Yes, you can get truck financing with no down payment in 2026, but it is the exception, not the rule. Zero-down programs are real and offered by a number of equipment and commercial-truck lenders, yet they are reserved for borrowers who can offset the lender's extra risk, usually with strong credit, a clean payment history, and time in business. If you do not fit that profile, expect a down payment instead.

Standard commercial truck financing asks for roughly 10% to 20% down, according to NerdWallet. LendingTree puts the most common requirement at 20%, climbing to 30% or 40% for borrowers with poor credit. No-down deals sit at the opposite end of that spectrum and are underwritten accordingly.

When zero down is actually possible

The clearest path to $0 down is strong credit plus a clean file. One zero-down semi-truck program documented by First Capital Business Finance requires a 700 minimum credit score with no late payments, a minimum of 2 years in business, and a net worth of at least $100,000. NerdWallet similarly notes that while some lenders offer no-down-payment truck financing, "you'll need good credit to qualify."

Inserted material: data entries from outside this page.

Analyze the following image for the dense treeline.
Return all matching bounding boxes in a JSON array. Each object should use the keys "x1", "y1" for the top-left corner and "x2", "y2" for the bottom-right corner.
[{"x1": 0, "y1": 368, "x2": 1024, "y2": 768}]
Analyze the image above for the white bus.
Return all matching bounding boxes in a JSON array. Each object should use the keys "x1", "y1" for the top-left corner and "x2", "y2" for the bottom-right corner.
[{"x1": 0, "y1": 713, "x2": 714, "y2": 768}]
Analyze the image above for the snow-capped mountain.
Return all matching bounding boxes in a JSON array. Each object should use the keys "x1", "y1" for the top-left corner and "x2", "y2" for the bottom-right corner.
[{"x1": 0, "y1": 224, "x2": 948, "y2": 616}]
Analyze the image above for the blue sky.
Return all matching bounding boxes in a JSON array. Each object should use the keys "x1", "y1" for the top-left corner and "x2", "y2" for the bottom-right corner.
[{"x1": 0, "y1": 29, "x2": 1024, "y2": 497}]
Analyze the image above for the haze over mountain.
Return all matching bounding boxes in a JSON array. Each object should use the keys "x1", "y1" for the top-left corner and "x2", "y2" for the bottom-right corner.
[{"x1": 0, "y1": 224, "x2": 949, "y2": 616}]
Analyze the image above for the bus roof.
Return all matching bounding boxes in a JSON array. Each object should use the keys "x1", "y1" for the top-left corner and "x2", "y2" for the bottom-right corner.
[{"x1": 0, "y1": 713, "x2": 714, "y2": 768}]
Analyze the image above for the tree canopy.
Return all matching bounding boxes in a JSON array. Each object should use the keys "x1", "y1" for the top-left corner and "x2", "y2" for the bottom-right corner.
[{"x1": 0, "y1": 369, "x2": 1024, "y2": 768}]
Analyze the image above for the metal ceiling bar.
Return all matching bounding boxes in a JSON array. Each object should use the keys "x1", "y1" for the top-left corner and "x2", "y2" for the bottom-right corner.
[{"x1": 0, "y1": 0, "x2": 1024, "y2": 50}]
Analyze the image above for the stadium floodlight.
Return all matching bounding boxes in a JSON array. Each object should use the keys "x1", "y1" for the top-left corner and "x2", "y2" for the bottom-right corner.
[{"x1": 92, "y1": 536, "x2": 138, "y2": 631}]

The truck itself matters as much as your score. Because a zero-down loan is fully collateralized by the equipment, lenders favor assets that hold value and have an active resale market. The First Capital program, for example, limits eligible trucks to Class 6, 7 and 8 rigs that are five years or newer with under 650,000 miles. If you are still building credit, see building your trucking business credit before applying.

Used vs. new trucks

New equipment tends to qualify most easily for 100% financing because its value is predictable. Used trucks can still get zero-down approval, but lenders may require an independent appraisal on older or high-value units and cap financing closer to the truck's current appraised value rather than the sticker price. A near-new used truck under five years old is far easier to finance at $0 down than a high-mileage older rig. Either way, asset-based and bad-credit options exist if your score is below the zero-down threshold; review bad-credit semi-truck financing and our no-down-payment loans overview.

The tradeoffs

No down payment is not free money. Financing the entire purchase price means a larger amount borrowed, so your monthly payment and total interest paid both rise. NerdWallet is blunt: with no down payment "you'll pay more overall by financing the entire purchase." Crestmont Capital adds that rates on 100% equipment financing are "generally slightly higher than loans with a down payment because the lender is absorbing more initial risk." Commercial truck APRs already span a wide 4% to 45% range per NerdWallet, and skipping the down payment pushes you toward the higher end. The upside is preserved cash for fuel, insurance, and maintenance, which is why many owner-operators accept the trade.